Installing and Testing locally
First, you can test the framework locally without parallel processing. To do so, unzip the files in media:dataProcessingMDCS.zip and open “batchManipulateAudio.m” using MATLAB. Comment out line 7 (the ”cd” command) and run the script. The run is finished successfully if 8 new files have been stored in the subfolder “results”. For the subsequent steps, please delete these 8 files again.
Next, you can test of the framework locally with parallel processing. Type into the command line “matlabpool local 2”. This opens two workers locally on your PC (requires processor with at least two cores). Let the script “batchManipulateAudio.m” run again. Now the calculation is done in parallel on the two cores. Again, the run is finished successfully if 8 new files have been stored in the subfolder “results”. For the subsequent steps, please delete these 8 files again.
Transfer of the framework to the cluster
Uncomment line 7 of “batchManipulateAudio.m” and put in here your path on the cluster where the data will be found. Our suggestion is to use your folder in the “work” directory-part of the cluster, as we will load and process and store audio files (which may need a lot of hard drive space). This folder may be for instance /data/work/fk5/ifp/agmediphys/abcd1234/. The “work”-directory part offers more hard drive space than, e.g., the “user”-directory (/user/fk5/ifp/agmediphys/abcd1234/). However the caveat is that the work-directory is not being back upped, for details see File system.
Connect to the cluster storage using the “Map network drive” option under Windows or “mount” under Linux, see Mounting Directories of FLOW and HERO. Alternatively scp or an scp client (e.g. WINSCP under Windows) can be used. Copy all the files of the package to your directory. Make sure it is the same directory as specified in line 7 of “batchManipulateAudio.m”.
Test the framework on the cluster
sched = findResource('scheduler', 'Configuration', 'HERO');
into the command line in order to get resources from the cluster. Then type
job = batch(sched, 'batchManipulateAudio', 'matlabpool', 1);
for the execution of the script in parallel on the cluster using 2 workers. Also here, the run is finished successfully if 8 new files have been stored in the subfolder “results”. After finishing the job, you can get status messages etc. using the command
This will also load the variables used *outside* the parfor loop in the “batchManipulateAudio.m” script. Furthermore, error messages are also stored in this variable.
Nice to know
After typing the command that starts the job on the cluster (“job = batch…”) the command line outputs how much runtime, memory, and disk space is reserved for the job. If you don't specify anything, the default values of
runtime = 24:0:0 memory = 1500M diskspace = 50G
will be used.
If you want to specify different values, follow the instructions on the MDCS wiki page MATLAB Distributing Computing Server#Advanced usage: Specifying resources. A common case is that the default memory of 1500M is not enough. You may therefore need to specify, e.g., 2 to 4 GB of memory. Note that this needs to be done before each new job submission.

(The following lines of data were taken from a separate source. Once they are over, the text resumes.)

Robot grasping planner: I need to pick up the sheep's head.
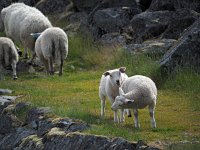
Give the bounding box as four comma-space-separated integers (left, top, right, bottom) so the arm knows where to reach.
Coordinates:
111, 95, 134, 111
111, 87, 134, 111
104, 67, 126, 86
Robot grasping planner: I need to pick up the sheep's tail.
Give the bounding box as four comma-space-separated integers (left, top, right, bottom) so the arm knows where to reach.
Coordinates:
4, 44, 19, 65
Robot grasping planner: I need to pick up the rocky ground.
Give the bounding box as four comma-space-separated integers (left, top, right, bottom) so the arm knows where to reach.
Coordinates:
0, 89, 159, 150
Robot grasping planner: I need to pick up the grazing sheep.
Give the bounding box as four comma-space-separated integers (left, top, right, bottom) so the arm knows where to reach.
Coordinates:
1, 3, 52, 62
0, 37, 18, 80
112, 75, 157, 128
32, 27, 68, 75
99, 67, 131, 122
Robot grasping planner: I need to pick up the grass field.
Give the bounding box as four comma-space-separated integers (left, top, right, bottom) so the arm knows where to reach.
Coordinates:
0, 33, 200, 142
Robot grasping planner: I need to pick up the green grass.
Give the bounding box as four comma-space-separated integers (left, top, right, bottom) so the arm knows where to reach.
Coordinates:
0, 32, 200, 142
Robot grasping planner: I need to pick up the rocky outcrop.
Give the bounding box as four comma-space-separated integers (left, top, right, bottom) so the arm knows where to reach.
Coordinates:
160, 19, 200, 72
18, 0, 40, 6
35, 0, 73, 15
93, 7, 140, 33
0, 93, 158, 150
123, 9, 199, 43
148, 0, 200, 12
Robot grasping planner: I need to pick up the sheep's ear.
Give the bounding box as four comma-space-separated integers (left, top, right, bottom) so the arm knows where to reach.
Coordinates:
119, 67, 126, 73
103, 71, 110, 76
125, 99, 134, 105
119, 87, 125, 95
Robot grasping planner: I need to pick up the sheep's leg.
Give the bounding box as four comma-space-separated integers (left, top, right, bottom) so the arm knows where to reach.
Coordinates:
11, 61, 17, 80
24, 46, 28, 59
124, 109, 132, 117
119, 109, 125, 122
149, 105, 156, 128
133, 109, 140, 128
108, 95, 119, 122
114, 110, 119, 122
59, 59, 63, 76
99, 94, 106, 118
28, 52, 36, 65
48, 57, 54, 75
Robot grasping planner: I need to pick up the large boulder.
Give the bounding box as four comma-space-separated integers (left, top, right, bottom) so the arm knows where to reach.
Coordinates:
161, 9, 200, 39
18, 0, 40, 6
148, 0, 200, 12
160, 19, 200, 72
35, 0, 72, 15
123, 9, 199, 43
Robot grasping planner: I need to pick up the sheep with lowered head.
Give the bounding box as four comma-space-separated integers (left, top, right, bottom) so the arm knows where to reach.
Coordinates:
0, 37, 19, 80
99, 67, 131, 122
112, 75, 157, 128
1, 3, 52, 62
32, 27, 68, 76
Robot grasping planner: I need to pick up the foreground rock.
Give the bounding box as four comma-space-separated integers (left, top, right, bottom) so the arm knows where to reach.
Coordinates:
149, 0, 200, 12
160, 19, 200, 72
0, 94, 157, 150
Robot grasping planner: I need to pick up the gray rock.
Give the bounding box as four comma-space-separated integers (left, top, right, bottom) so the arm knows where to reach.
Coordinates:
43, 128, 136, 150
0, 127, 35, 150
123, 9, 199, 43
25, 107, 52, 124
35, 0, 72, 15
161, 9, 200, 39
37, 118, 89, 137
97, 33, 126, 46
18, 0, 40, 6
160, 19, 200, 72
124, 39, 176, 56
93, 7, 139, 33
149, 0, 200, 12
0, 114, 22, 134
72, 0, 138, 13
14, 134, 44, 150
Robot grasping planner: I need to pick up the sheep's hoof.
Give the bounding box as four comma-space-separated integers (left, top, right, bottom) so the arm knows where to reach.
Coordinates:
49, 71, 54, 76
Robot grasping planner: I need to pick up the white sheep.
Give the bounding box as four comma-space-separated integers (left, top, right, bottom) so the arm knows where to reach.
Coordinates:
99, 67, 131, 122
32, 27, 68, 75
112, 75, 157, 128
0, 37, 19, 80
1, 3, 52, 62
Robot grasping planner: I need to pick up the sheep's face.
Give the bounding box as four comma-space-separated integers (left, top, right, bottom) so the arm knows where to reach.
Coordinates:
111, 95, 134, 111
104, 67, 126, 86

The “job Monitor” in Matlab (Parallel > Job Monitor) shows you all your finished/queued/running jobs. If you are using a Matlab version not featuring the job monitor, you can check the status of your job by job.state.

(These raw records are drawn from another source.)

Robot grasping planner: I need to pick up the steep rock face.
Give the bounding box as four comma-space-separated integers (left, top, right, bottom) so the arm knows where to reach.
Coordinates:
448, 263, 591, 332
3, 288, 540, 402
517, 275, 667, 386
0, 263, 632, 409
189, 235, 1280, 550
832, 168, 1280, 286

The HERO wiki offers a great resource of much more information about the cluster and how to use it. See, e.g., Brief Introduction to HPC Computing#Checking the status of the job
Information on how to use (and account for restrictions of) parfor-loops is found here: http://blogs.mathworks.com/loren/2009/10/02/using-parfor-loops-getting-up-and-running/
Debugging in parfor-loops is not possible when they are executed in parallel. A reasonable way forward to implement your scripts (similar to this minimal example) is therefore to first test your scripts local on your PC with MDCS (with opening a local matlab pool) and only if that works going on the cluster.